Research

The give and take of mega-flares from stars

These two images contain some of the thousands of stars from a new survey by NASA's Chandra X-ray Observatory. The study outlines the link between very powerful flares, or outbursts, from young stars and the impact they could have on planets in orbit around them. The Lagoon Nebula (left) is an area about 4,400 light years from Earth in the Milky Way galaxy where stars are actively forming. The Chandra data (purple) have been combined with infrared data (blue, gold, and white) from the Spitzer Space Telescope in this composite image. The image on the right shows the star-forming region called RCW 120, which is also in the Milky Way, but slightly farther away at a distance of about 5,500 light years. This view of RCW 120, which has the same wavelengths and colors as the Lagoon composite, contains an expanding bubble of hydrogen gas, about 13 light years across. This structure may be sweeping up material into a dense shell and triggering the formation of stars. Credit: NASA/CXC/Penn State/K. Getman, et al; Infrared: NASA/JPL/Spitzer. All Rights Reserved.
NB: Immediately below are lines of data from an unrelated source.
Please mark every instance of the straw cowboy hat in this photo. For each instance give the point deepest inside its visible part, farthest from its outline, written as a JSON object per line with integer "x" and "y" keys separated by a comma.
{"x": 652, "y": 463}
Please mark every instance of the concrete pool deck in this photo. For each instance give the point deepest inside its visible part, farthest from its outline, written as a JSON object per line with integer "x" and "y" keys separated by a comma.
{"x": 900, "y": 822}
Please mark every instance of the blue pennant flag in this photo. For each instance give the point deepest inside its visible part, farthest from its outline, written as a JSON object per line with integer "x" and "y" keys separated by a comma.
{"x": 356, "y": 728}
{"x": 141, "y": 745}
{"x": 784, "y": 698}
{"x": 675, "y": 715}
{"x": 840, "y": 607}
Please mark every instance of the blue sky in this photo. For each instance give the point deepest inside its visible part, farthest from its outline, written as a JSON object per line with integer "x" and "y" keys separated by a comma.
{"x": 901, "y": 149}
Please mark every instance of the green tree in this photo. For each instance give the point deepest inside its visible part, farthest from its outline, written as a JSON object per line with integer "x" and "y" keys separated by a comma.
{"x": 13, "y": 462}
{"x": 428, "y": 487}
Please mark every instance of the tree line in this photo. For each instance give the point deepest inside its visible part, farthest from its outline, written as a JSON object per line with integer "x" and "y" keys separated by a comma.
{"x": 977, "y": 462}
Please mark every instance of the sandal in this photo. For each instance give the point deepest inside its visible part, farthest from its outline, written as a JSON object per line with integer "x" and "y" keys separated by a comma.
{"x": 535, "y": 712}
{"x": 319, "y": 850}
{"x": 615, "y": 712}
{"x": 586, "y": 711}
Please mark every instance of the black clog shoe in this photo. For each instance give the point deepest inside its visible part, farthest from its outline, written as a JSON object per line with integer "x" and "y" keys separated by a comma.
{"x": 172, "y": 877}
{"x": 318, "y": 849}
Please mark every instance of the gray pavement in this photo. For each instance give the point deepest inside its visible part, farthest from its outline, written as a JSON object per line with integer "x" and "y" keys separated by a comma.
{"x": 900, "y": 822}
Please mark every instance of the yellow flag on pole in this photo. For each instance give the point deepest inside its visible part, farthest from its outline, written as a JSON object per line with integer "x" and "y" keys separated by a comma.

The long relationships between stars and the planets around them — including the Sun and the Earth — may be even more complex than previously thought. This is one conclusion of a new study involving thousands of stars using NASA’s Chandra X-ray Observatory.

By conducting the largest survey ever of star-forming regions in X-rays, a team of researchers led by Penn State scientists has helped outline the link between very powerful flares, or outbursts, from youthful stars, and the impact they could have on planets in orbit.
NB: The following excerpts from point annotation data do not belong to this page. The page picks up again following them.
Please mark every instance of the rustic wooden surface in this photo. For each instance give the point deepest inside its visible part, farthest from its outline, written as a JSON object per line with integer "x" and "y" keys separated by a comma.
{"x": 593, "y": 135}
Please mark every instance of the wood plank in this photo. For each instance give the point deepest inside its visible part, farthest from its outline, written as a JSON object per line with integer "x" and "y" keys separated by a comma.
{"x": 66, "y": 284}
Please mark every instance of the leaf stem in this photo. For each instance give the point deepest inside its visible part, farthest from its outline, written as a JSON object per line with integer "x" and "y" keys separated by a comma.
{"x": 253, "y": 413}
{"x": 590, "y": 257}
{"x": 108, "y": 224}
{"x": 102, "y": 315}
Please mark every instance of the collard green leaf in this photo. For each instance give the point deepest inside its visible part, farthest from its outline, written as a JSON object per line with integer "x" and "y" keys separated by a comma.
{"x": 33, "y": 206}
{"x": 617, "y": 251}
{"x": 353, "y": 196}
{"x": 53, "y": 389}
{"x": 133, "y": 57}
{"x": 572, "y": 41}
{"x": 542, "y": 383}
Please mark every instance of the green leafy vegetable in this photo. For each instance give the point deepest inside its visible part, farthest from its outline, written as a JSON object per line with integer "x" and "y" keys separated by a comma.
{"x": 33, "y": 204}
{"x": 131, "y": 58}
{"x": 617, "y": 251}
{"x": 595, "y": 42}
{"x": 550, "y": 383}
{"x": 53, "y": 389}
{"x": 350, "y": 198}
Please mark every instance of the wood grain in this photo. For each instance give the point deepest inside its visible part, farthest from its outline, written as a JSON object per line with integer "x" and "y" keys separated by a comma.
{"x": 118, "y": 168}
“Our work tells us how the Sun may have behaved and affected the young Earth billions of years ago,” said Kostantin Getman, research professor of astronomy and astrophysics at Penn State who led the study. “In some ways, this is our ultimate origin story: How the Earth and solar system came to be.”
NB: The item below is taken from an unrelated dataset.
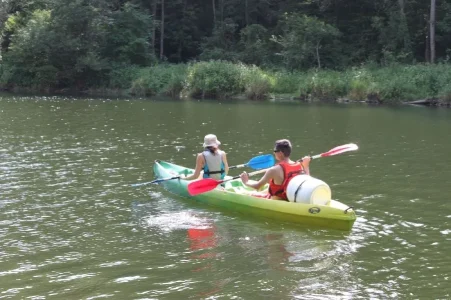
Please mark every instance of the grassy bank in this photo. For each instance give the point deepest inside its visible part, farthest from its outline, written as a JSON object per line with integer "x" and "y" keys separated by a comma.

The scientists examined Chandra’s X-ray data of more than 24,000 stars in 40 different regions where stars are forming. They captured over a thousand stars that gave off flares that are vastly more energetic than the most powerful flare ever observed by modern astronomers on the Sun, the “Solar Carrington Event” in 1859. “Super” flares are at least one hundred thousand times more energetic than the Carrington Event and “mega” flares up to 10 million times more energetic.

These powerful flares observed by Chandra in this work occur in all of the star-forming regions and among young stars of all different masses, including those similar to the Sun. They are also seen at all different stages in the evolution of young stars, ranging from early stages when the star is heavily embedded in dust and gas and surrounded by a large planet-forming disk, to later stages when planets would have formed and the disks are gone. The stars in the study have ages estimated to be less than 5 million years, compared to the Sun’s age of 4.5 billion years.

The team found several super-flares occur per week for each young star, averaged over the whole sample, and about two mega-flares every year.

“We want to know what kinds of impact — good and bad — these flares have on the early lives of planets,” said co-author Eric Feigelson, distinguished senior scholar and professor of astronomy and astrophysics and of statistics at Penn State. “Flares this powerful can have major implications.”

Over the past two decades, scientists have argued that these giant flares can help “give” planets to still-forming stars by driving gas away from the disks of material that surround them. This can trigger the formation of pebbles and other small rocky material that is a crucial step for planets to form.

On the other hand, these flares may “take away” from planets that have already formed by blasting any atmospheres with powerful radiation, possibly resulting in their complete evaporation and destruction in less than 5 million years.

The researchers also performed detailed modeling of 55 bright super- and mega-flares and found that most of them resemble long-lasting flares seen on the Sun that produce “coronal mass ejections,” powerful ejections of charged particles that can damage planetary atmospheres. The Solar Carrington Event involved such an ejection.

This work is also important for understanding the flares themselves. The team found that the properties of the flares, such as their brightness and frequency, are the same for young stars with and without planet-forming disks. This implies that the flares are likely similar to those seen on the Sun, with loops of magnetic field having both footprints on the surface of the star, rather than one anchored to the disk and one to the star.

“We’ve found that these giant flares are like ones on the Sun but are just greatly magnified in energy and frequency, and the size of their magnetic loops,” said co-author Gordon Garmire from the Huntingdon Institute for X-ray Astronomy in Huntingdon, Pennsylvania. “Understanding these stellar outbursts may help us understand the most powerful flares and coronal mass ejections from the Sun.”

This work was presented at the recent meeting of the American Astronomical Society meeting and is described in a paper that has been accepted for publication in The Astrophysical Journal. NASA's Marshall Space Flight Center manages the Chandra program. The Smithsonian Astrophysical Observatory's Chandra X-ray Center controls science from Cambridge, Massachusetts, and flight operations from Burlington, Massachusetts.